Pertanyaannya ialah “mengapa hanya berdua? Di mana ketua partai yang lain: PKB, Gerindra, PSI, Perindo, Hanura, Nasdem? Ada apa sehingga mereka yang lain ini tidak diajak. Sehingga imbauan itu menjadi suatu imbauan bersama dari semua kekuatan politik yang ada di Malaka, sekaligus untuk memperlihatkan kepada masyarakat kekompakan-politik di Malaka? Ada kesan “perang-dingin” dalam hal ini.
2. Menurut om, Apa sih budaya Wesei-Wehali dan Sabete-Saladi itu?

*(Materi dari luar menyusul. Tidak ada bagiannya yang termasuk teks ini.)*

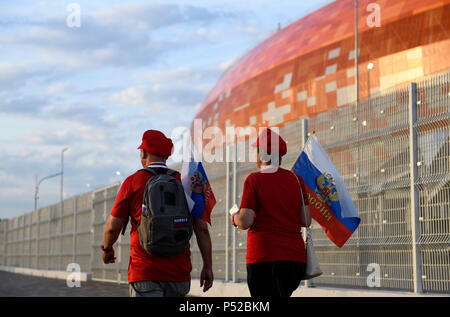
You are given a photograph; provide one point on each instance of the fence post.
(414, 192)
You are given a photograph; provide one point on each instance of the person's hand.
(206, 278)
(108, 255)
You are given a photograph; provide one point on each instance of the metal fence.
(393, 154)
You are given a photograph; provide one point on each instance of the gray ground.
(14, 285)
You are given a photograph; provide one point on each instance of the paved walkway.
(18, 285)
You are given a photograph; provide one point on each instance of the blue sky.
(129, 67)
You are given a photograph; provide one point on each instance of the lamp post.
(36, 197)
(369, 68)
(61, 207)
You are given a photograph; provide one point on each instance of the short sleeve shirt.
(275, 234)
(143, 266)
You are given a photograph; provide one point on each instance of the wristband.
(105, 250)
(232, 219)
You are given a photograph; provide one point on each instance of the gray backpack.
(165, 227)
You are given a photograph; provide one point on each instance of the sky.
(93, 77)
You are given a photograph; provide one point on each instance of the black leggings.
(274, 279)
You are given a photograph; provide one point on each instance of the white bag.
(312, 265)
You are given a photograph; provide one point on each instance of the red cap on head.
(267, 141)
(155, 142)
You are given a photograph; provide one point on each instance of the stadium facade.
(394, 158)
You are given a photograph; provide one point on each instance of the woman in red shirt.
(270, 210)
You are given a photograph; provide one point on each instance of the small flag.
(329, 200)
(199, 194)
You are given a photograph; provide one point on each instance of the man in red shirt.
(149, 275)
(270, 209)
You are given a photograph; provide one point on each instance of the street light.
(369, 68)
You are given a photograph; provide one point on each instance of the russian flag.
(198, 191)
(329, 200)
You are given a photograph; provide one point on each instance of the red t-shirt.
(275, 234)
(143, 266)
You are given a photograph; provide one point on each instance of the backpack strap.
(159, 171)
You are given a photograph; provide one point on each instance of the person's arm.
(243, 219)
(204, 244)
(110, 235)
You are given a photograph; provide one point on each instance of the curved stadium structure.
(309, 66)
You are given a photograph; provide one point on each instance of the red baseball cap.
(155, 142)
(267, 140)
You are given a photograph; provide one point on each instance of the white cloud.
(132, 96)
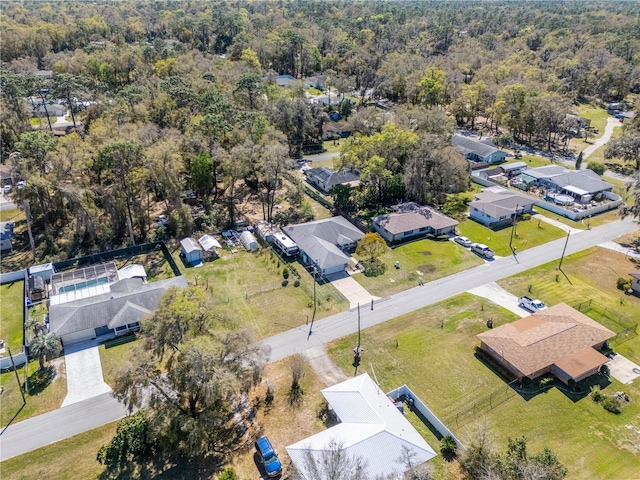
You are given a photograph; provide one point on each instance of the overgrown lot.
(246, 289)
(528, 234)
(427, 258)
(437, 362)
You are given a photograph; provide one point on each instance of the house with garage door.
(325, 244)
(370, 427)
(558, 340)
(410, 220)
(94, 301)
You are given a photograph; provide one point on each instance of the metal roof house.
(411, 220)
(478, 151)
(323, 243)
(559, 340)
(324, 178)
(372, 428)
(190, 251)
(114, 312)
(495, 207)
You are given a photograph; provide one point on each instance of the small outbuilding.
(249, 241)
(190, 251)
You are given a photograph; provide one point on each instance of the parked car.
(464, 241)
(482, 250)
(268, 457)
(531, 304)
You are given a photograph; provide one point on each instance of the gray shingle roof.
(467, 145)
(320, 240)
(123, 305)
(331, 177)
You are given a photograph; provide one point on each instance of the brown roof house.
(559, 340)
(410, 220)
(635, 281)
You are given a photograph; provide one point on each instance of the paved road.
(65, 422)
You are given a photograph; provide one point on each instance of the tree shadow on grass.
(41, 379)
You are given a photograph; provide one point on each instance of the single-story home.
(6, 235)
(324, 178)
(580, 184)
(116, 311)
(635, 280)
(410, 220)
(559, 340)
(325, 243)
(191, 251)
(478, 150)
(496, 206)
(371, 428)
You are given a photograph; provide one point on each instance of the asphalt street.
(65, 422)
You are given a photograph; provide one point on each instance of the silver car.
(464, 241)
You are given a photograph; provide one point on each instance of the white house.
(496, 206)
(371, 428)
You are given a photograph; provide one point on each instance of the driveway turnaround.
(622, 369)
(352, 290)
(84, 373)
(498, 295)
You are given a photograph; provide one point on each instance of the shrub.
(596, 395)
(373, 267)
(622, 283)
(612, 404)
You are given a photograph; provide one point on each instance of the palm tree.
(45, 345)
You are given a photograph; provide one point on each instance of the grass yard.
(246, 289)
(593, 274)
(438, 364)
(427, 258)
(72, 458)
(11, 318)
(529, 233)
(41, 398)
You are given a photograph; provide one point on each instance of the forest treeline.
(176, 96)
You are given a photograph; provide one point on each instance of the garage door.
(78, 336)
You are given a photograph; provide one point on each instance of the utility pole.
(27, 210)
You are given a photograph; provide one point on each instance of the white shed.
(249, 241)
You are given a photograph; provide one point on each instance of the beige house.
(559, 340)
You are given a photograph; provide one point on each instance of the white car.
(464, 241)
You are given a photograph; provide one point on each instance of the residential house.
(410, 220)
(558, 340)
(496, 207)
(324, 178)
(190, 251)
(583, 185)
(478, 150)
(6, 235)
(324, 244)
(371, 428)
(116, 309)
(635, 281)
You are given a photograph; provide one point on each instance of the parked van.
(482, 250)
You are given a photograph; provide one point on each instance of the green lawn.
(593, 274)
(528, 234)
(246, 289)
(437, 362)
(11, 316)
(427, 258)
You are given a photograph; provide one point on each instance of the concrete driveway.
(352, 290)
(84, 373)
(623, 369)
(498, 295)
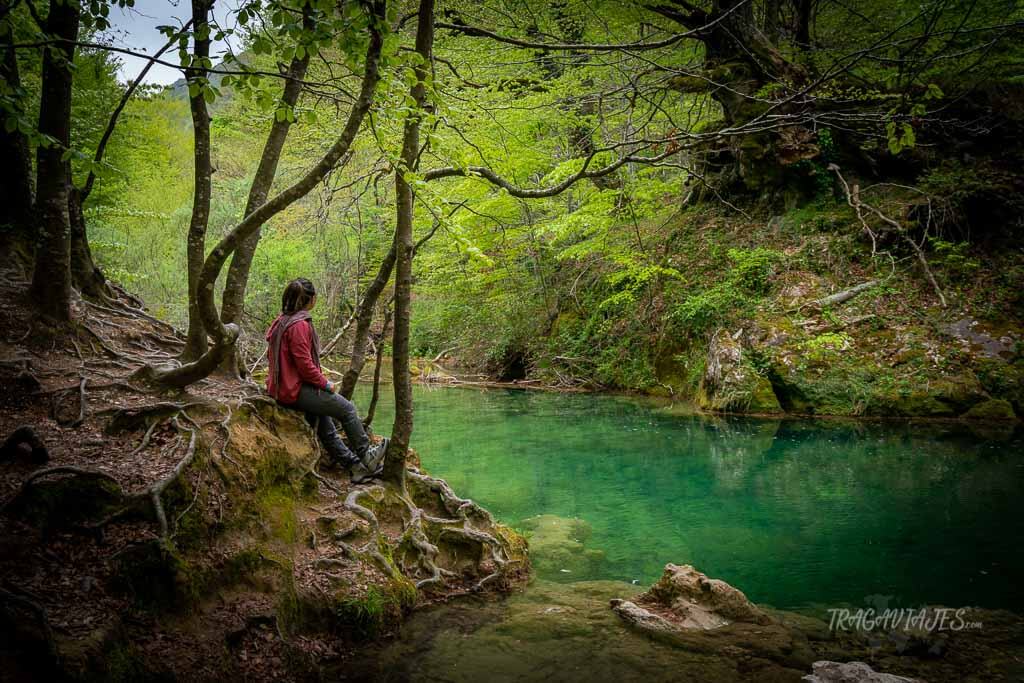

Nah ini dia! Super sekali pertanyaan ini! Sungguh elok bahwa kedua petinggi partai itu mengimbau seluruh komponen masyarakat Malaka pada umumnya, dan para tim sukses pada khususnya untuk mewarnai Pilkada Malaka nanti dengan adat budaya “Wesei-Wehali, Sabete-Saladi, Hakneter-Haktaek”.
Pertanyaannya ialah apakah kedua beliau itu memahami betul hakikat dari adat-budaya “Wesei-Wehali dan Sabete-Saladi” itu? Lebih dari itu, apakah keduanya sudah menghayati dan sendiri telah menerapkannya dalam berpolitik? Maafkan saya, kalau saya agak ragu! Mengapa? Karena yang satu “anak-mantu-Malaka”, sedangkan yang lain “anak-kandung-Malaka” namun masih sangat muda usianya meskipun dikenal dan disapa di seantero Malaka dengan panggilan “Bapa-Raja”.
Pertanyaan Anda memberi saya kesempatan baik untuk menerangkan adat-budaya Malaka yang luhur itu. Apa yang saya tahu dan saya katakan di sini mungkin meleset, karena saya sendiri sudah sejak 1978 tidak tinggal di Malaka, sudah lebih lama tinggal di rantau sehingga sudah lupa-lupa ingat makna dari kedua pasang ungkapan itu.
Untuk kebutuhan kita dalam kerangka Pilkada cukuplah kiranya saya terangkan ungkapan “Sabete-Saladi, Hakneter-Haktaek”. Ungkapan “Wesei-Wehali” yang biasa dengan lancar diucap, lain waktu saja.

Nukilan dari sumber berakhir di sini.